Generally, healthy-looking hair is a sign of both general good health and good hair care. Most people consume sufficient nutrients through their diet, but of course there are others who don’t have access to (or choose not to consume) healthy foods, and still others  who suffer from medical illnesses that cause nutritional deficiencies, which ultimately affects their scalp and body hair.

How Important Is Nutrition?

Good nutrition is vitally important to our mind, body, and hair. If you notice your hair appears thinner, looking weak, or lacking shine, it could well be due to your diet. However, correcting poor nutrition can have a slow and indirect effect on hair health, because hair is especially slow in responding to any stimulus. Trials have shown that many deficiencies relate to hair loss and that healthy hair growth can be attributed to good nutrition. Therefore, we know that nutrition is a vitally important aspect of any treatment.

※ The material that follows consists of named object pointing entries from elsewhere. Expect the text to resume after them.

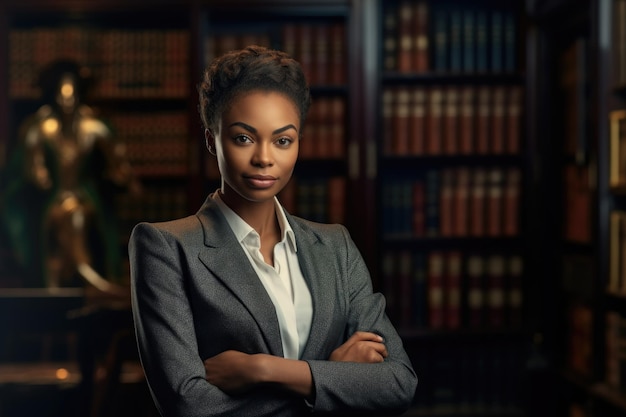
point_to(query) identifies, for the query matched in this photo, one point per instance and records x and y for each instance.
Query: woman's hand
(365, 347)
(231, 371)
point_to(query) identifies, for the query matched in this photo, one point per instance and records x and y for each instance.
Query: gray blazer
(194, 295)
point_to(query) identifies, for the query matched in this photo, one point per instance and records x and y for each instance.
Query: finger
(366, 336)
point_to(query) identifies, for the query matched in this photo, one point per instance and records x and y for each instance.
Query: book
(452, 285)
(495, 299)
(515, 290)
(435, 283)
(477, 209)
(483, 120)
(467, 120)
(421, 43)
(401, 138)
(450, 125)
(434, 121)
(419, 290)
(461, 202)
(494, 203)
(513, 119)
(511, 202)
(475, 297)
(390, 43)
(406, 37)
(497, 133)
(447, 208)
(417, 122)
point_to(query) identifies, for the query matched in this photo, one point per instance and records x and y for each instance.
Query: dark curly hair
(254, 68)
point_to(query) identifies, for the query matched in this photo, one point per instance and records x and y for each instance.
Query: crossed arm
(236, 372)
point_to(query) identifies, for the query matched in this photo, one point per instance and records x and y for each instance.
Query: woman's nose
(262, 155)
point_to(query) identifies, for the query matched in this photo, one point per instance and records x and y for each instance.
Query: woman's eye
(242, 139)
(284, 141)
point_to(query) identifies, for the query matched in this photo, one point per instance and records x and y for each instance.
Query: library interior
(475, 150)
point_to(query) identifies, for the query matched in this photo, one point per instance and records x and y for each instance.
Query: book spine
(436, 308)
(406, 37)
(453, 290)
(475, 291)
(417, 124)
(495, 291)
(421, 62)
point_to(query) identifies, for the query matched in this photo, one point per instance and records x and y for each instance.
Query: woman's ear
(209, 140)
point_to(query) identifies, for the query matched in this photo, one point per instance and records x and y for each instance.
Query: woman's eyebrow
(253, 130)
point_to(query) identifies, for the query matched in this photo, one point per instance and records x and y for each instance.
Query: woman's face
(256, 146)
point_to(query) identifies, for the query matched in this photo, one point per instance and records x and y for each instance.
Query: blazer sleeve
(388, 386)
(166, 336)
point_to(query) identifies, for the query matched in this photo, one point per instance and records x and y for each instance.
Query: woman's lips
(260, 181)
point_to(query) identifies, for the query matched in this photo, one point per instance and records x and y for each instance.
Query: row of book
(123, 63)
(320, 199)
(452, 120)
(472, 379)
(453, 202)
(156, 144)
(445, 36)
(453, 290)
(321, 49)
(324, 133)
(619, 43)
(156, 202)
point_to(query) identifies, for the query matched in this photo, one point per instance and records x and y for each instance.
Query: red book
(483, 120)
(498, 121)
(451, 121)
(389, 269)
(494, 202)
(405, 35)
(417, 128)
(420, 42)
(320, 67)
(435, 287)
(467, 121)
(511, 202)
(475, 290)
(461, 202)
(453, 290)
(495, 291)
(321, 149)
(336, 199)
(419, 209)
(338, 65)
(446, 203)
(304, 48)
(477, 203)
(434, 121)
(336, 134)
(405, 282)
(513, 116)
(389, 129)
(515, 290)
(400, 142)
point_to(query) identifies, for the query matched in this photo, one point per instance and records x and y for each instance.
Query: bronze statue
(58, 207)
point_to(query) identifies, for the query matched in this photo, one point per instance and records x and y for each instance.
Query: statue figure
(58, 206)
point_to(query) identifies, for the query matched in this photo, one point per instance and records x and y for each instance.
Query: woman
(243, 309)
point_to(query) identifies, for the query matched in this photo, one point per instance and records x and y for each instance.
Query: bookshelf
(418, 151)
(452, 191)
(580, 105)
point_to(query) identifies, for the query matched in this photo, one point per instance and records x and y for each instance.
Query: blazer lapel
(313, 255)
(225, 258)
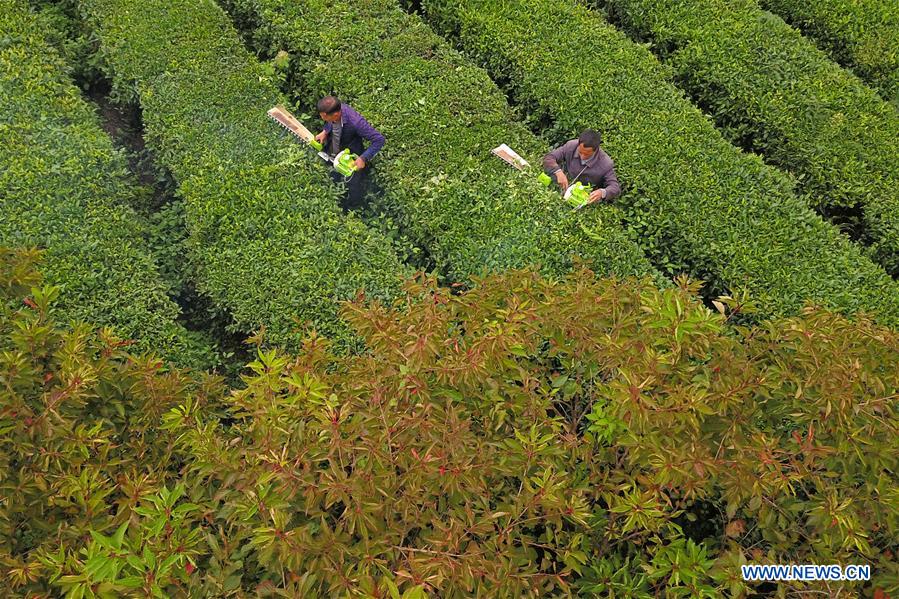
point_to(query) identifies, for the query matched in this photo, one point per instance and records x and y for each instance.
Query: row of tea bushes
(470, 210)
(271, 245)
(67, 190)
(862, 34)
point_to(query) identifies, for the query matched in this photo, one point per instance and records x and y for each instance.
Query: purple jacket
(599, 171)
(355, 129)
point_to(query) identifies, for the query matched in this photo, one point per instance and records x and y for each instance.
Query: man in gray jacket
(582, 160)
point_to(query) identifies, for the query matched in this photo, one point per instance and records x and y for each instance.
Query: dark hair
(329, 104)
(590, 138)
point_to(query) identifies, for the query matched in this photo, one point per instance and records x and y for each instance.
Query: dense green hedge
(65, 189)
(270, 242)
(862, 34)
(471, 211)
(786, 99)
(697, 202)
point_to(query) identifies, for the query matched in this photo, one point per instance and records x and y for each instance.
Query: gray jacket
(599, 171)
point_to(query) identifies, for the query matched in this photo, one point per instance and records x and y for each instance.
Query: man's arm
(373, 136)
(613, 189)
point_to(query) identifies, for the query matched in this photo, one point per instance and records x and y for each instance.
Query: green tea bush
(270, 243)
(776, 92)
(697, 203)
(472, 212)
(862, 34)
(65, 189)
(525, 438)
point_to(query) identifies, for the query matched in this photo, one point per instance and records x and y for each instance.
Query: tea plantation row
(863, 34)
(698, 203)
(469, 209)
(775, 91)
(66, 190)
(270, 243)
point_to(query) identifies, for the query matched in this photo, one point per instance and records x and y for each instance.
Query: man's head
(329, 109)
(588, 143)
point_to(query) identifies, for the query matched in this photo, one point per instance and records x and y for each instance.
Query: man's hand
(596, 195)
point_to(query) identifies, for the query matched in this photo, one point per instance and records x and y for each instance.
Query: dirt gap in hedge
(849, 220)
(163, 214)
(303, 107)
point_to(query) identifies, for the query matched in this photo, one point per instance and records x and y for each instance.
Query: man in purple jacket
(345, 129)
(582, 160)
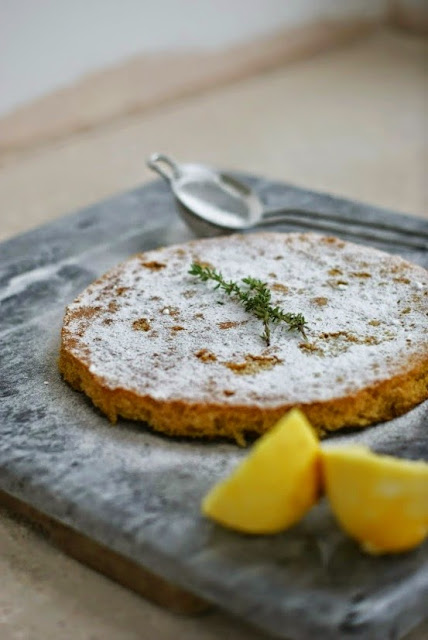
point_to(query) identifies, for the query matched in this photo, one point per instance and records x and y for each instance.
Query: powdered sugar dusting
(146, 323)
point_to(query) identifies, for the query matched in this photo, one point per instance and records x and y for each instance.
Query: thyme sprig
(255, 297)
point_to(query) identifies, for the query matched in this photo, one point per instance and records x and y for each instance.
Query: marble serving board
(136, 493)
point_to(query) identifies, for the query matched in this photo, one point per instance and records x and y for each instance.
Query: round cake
(153, 340)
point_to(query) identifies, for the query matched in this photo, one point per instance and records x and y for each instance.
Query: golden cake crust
(149, 342)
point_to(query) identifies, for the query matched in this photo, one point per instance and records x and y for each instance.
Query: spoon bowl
(209, 200)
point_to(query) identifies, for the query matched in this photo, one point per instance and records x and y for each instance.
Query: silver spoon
(213, 202)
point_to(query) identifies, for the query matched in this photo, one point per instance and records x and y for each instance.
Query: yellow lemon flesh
(275, 485)
(380, 501)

When devising a nutritional program for hair care, a rigorous and systematic approach must be taken, simply because many factors can affect the treatment’s overall effectiveness.

Many general health issues are created by diets high in processed foods, and our hair is no different. The problem with highly processed foods is that they favor preservatives and chemicals but lack in natural ingredients. The result is that your hair can become thinner, weaker, and generally unhealthy. Besides, a lack of protein can have the same effect, especially when we know that our bodies rely on essential proteins to strengthen our hair, muscles, and fingernails.

Illnesses and Poor Hair Health

Congenital heart disease, malnutrition, chronic illnesses, neuromuscular disease, alcoholism, malignancy, and advanced age can all cause hair to weaken, be lost, and change color.

Hair Anatomy

Did you know that your hair is the fastest-growing natural tissue in your body? Depending on your ethnicity, your hair grows at a rate of 0.5 cm to 1.7 cm per month. Optimal hair growth typically occurs between 15 and 30, reducing from ages 40 to 50. Interestingly, men’s beard hair grows faster after the age of 50 years! It’s also interesting to note that hair products, including vitamin supplements, do not noticeably change this rate.

It’s not difficult to determine if your hair is healthy or not by taking a closer look into the anatomy of your hair. The living part of your hair lies under the skin of your scalp, with the hair root being housed within a follicle. Nutrients are derived from blood, which means that medical issues like trauma, stress, medical conditions, medications, smoking, heavy metals, and so on can all affect your hair’s health.

Each hair follicle’s cycle of growth consists of creation, followed by self-destruction. The hair follicle is partially recreated during each new cycle. The rate of hair growth is determined by gender, genetics, hormones, and age; however, it can be reduced by hormonal fluctuations (like thyroid disease, polycystic ovaries, menopause) and nutrient deficiencies (caused by anaemia, anorexia, and zinc deficiencies).

Diet and Hair Growth

According to nutritionists, people with specific nutritional deficiencies sometimes experience hair loss and tend to have dull, dry and stringy hair. Hair loss, fortunately, can be restored provided the deficiency is addressed. It should be noted that, for optimal hair growth, many of the metabolic requirements of follicle cells – meaning vitamins and minerals – must be satisfied.

Any good diet will contain fruits and vegetables, protein, grains, and a certain amount of fat, and any deficiency will typically show up in your hair. Crash diets are notorious for causing temporary hair loss. The B group of vitamins, especially biotin, are essential for healthy hair. Even a mild case of anaemia can cause hair loss.

Always ensure that when using hair coloring, go for an ammonia-free hair coloring dye like Manic Panic as continued application of ammonia products can cause major issues with your hair.

When the body perceives it’s under threat, its processes are re-prioritized to ensure that vital organs are attended to first. It’s doubtful that hair follicles would be considered a priority. Of course, not all hair growth issues derive from malnutrition, but it is a useful symptom when diagnosing hair health.